Ideological confrontation and pragmatic cooperation – Moscow’s recipe for its relations with Washington
Russia’s Foreign Minister Sergei Lavrov used his first meeting with the new US secretary of state John Kerry (on 26 February in Berlin) to signal Russia’s readiness to resume pragmatic cooperation with Washington. However, Lavrov’s positive message to President Barack Obama’s new administration coincided with a wave of Russian accusations – which at times have taken on the nature of an anti-American campaign – about the abuse of adopted Russian children in the United States, in the face of US government inaction.This contrast is a consequence of the duality which now characterises the Kremlin’s policy towards the US. On one hand, Russia is demonstrating a willingness for pragmatic partnership with the United States in the international arena; yet on the other, it remains strongly critical of the US on political issues, including those related to human and civil rights.
The rationale of the Kremlin’s US policy
The Kremlin’s current policy towards the United States is based on four fundamental assumptions, which are derived from a specific interpretation of the political situation in Russia and in the world in 2011-2012. The first premise is the current leadership’s awareness, due to the wave of political protests which swept through Russia at the turn of 2012, that it faces serious problems with the legitimacy of its rule.
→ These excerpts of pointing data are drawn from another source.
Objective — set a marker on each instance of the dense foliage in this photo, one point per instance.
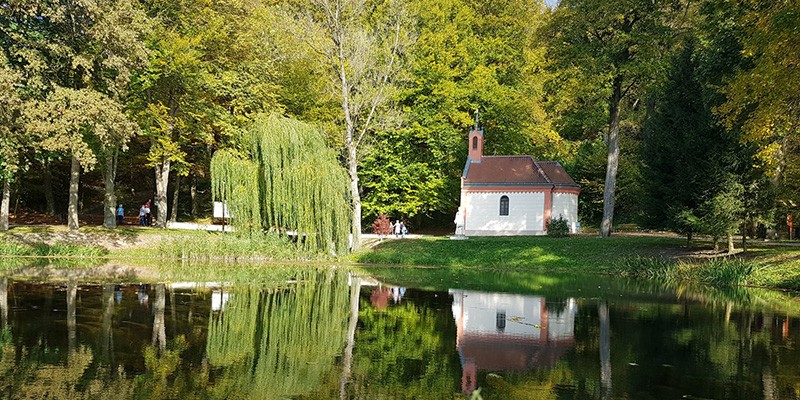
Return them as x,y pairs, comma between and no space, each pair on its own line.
285,180
676,115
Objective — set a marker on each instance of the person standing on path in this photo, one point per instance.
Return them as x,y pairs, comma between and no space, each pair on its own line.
142,215
120,215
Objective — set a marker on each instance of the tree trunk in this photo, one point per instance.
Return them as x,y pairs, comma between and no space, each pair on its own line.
193,192
613,159
356,199
110,199
3,303
48,188
174,214
162,179
744,238
74,180
4,205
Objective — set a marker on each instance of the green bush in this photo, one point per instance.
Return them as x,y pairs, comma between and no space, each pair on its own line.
558,227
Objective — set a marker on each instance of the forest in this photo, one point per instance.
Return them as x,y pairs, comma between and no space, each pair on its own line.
671,114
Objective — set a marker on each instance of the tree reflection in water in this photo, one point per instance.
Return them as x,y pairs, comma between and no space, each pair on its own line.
317,333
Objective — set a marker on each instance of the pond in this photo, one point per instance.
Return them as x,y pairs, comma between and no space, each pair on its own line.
324,333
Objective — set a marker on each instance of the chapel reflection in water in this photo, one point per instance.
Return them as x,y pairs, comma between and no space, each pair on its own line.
506,332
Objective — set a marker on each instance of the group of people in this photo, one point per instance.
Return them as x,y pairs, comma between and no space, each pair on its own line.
145,217
399,229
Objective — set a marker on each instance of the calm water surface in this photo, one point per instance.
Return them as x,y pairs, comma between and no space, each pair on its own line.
327,333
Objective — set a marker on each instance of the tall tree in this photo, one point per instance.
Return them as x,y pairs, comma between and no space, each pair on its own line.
764,99
286,178
361,43
468,55
80,123
610,48
11,136
66,49
210,71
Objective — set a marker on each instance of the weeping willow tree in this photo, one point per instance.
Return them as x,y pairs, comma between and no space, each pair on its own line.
291,347
285,178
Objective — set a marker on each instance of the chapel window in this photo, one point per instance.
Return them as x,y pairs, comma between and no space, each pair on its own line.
504,205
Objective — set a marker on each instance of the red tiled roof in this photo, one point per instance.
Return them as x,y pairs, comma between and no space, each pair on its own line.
515,170
556,173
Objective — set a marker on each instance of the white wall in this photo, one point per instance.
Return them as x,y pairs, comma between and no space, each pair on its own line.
525,213
566,205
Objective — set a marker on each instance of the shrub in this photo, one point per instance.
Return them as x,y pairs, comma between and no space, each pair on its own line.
558,227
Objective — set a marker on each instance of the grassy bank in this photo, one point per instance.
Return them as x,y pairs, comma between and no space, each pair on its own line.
40,249
148,243
653,257
570,254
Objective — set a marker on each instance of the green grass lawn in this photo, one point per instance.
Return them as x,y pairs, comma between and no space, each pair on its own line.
540,253
660,257
642,256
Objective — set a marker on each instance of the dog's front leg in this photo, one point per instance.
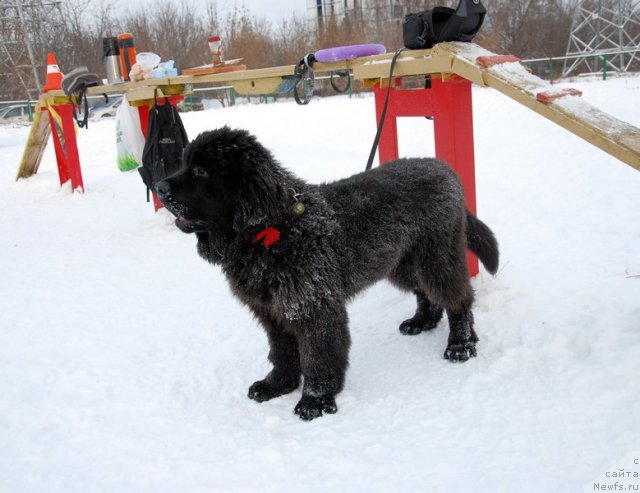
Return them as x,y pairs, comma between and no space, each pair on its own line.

The second is the belief that Washington is at least trying to support the anti-system opposition, even it did not inspire them directly, and thus is seeking to change the political system in Russia. In this context, the ‘Magnitsky Act’ adopted by the US Congress in November 2012, which provides for sanctions against Russian officials suspected of human rights violations, has been interpreted in Moscow as an attempt to create a mechanism of pressure on the Russian elite, in order to weaken their loyalty to the Kremlin. Thirdly, the so-called ‘Arab spring’ has created in the Russian power elite a feeling that the international situation is undergoing growing destabilisation, as well as the fear that the Arab example may have a destabilising effect on the internal situation in Russia, whereupon some Russian elites have at least the suspicion that the ‘Arab spring’ was artificially provoked and controlled by the US secret services. Fourthly, the prevailing view in Russia is that the balance of power in the international arena is undergoing radical change, involving the weakening of American power and an increase in the importance and strength of new, principally Asian powers. In addition, the prevailing view in Moscow is that in the face of a number of serious difficulties at home and abroad, the Obama administration might prove to be so weak that it will be forced to accept Russian conditions for mutual cooperation.
The Kremlin’s strategy: Confrontation ...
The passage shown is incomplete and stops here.